The series "Great Chileans in History" was a licensed adaptation of the original British Broadcasting Corporation (BBC) series on "Great Britons," in which former Prime Minister Winston Churchill (1874-1965) was ranked first. The show has inspired a score of spin-offs across the globe.

In the United States, former President Ronald Reagan (1911-2004) was selected; in Germany it was Chancellor Konrad Adenauer (1876-1967); in France, statesman Charles de Gaulle (1890-1970) and in India, Mother Teresa of Calcutta (1910-1997).

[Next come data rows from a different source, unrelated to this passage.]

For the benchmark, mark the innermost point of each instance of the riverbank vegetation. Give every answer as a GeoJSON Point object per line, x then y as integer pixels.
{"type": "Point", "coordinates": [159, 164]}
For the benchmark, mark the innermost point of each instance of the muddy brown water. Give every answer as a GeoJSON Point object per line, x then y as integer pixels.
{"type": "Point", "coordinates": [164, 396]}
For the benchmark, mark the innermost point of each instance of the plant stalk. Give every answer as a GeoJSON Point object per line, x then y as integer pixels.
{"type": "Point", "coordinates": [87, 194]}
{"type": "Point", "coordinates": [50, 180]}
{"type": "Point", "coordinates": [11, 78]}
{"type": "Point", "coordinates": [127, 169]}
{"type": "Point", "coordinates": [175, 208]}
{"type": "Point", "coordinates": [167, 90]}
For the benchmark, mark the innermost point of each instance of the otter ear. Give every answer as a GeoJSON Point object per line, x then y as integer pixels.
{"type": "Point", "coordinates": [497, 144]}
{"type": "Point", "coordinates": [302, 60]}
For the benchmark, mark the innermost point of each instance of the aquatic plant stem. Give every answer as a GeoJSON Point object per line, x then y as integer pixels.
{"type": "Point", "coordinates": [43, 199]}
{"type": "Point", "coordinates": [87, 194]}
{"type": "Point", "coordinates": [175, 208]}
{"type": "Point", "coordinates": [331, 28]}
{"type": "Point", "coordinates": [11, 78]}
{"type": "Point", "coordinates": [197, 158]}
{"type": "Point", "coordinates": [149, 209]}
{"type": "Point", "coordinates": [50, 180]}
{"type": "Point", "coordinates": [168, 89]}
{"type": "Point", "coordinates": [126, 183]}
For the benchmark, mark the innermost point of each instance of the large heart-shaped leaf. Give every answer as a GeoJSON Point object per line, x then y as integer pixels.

In Chile, the stated goal was to select the man or woman who had contributed most to building the country, which will celebrate the bicentennial of its independence from Spain in 2010.

First an advisory committee made up of 18 intellectuals chose 60 "Great Chilean" candidates throughout history, who had already died. Foreigners whose contribution to the country was outstanding were also included.

Next, students and teachers in Chile's primary, secondary and higher education system were entrusted with selecting the 10 finalists. Voting by the general public - by landline and mobile phones, and via the Internet - began on Jul. 8, when weekly documentaries on the life and work of the 10 contestants commenced.

Throughout the process, the series was heavily criticised. It was accused, for instance, of trivialising a debate that deserved deeper analysis, and for mixing public figures from different areas of activity, like war heroes, members of religious orders and artists.

"Although clearly the 'popular vote' cast in the TVN opinion poll is not equivalent to the 'verdict of history,' I think a very interesting situation sprang up around what could be referred to as the 'battle for memory,'" said Grez.

"The 10 people selected highlight the rift between official history, ever-present in traditional historiography and in textbooks, on the one hand, and the people's memory, on the other," he said.

"The iconic heroes from history lessons, regarded as symbols of a vision of state and society, were not included by our fellow-citizens who were asked to be the ‘jury,’" he said.

The host of the "Great Chileans" programme, journalist Consuelo Saavedra, said on Wednesday that 60 percent of the students and academics who selected the list of 10 finalists were aged between 13 and 24.

"The most conservative sectors of Chilean society were indignant that the list of 10 finalists did not include figures like (national independence hero) Bernardo O'Higgins, (assassinated statesman) Diego Portales, (president) Manuel Montt, (reformer and president) Arturo Alessandri, (general, dictator and president) Carlos Ibáñez del Campo or Augusto Pinochet, 'founding' or 'refounding fathers' of the nation's institutions at different points in our history, who were nearly all closely associated with the armed forces," he said.

"On the contrary, nearly all the people on the final list of 10, in spite of the wide differences between them, share the hallmarks of having firm convictions, honesty, heroism or artistic sensibility, and in many cases, a tragic yet dignified end," Grez concluded.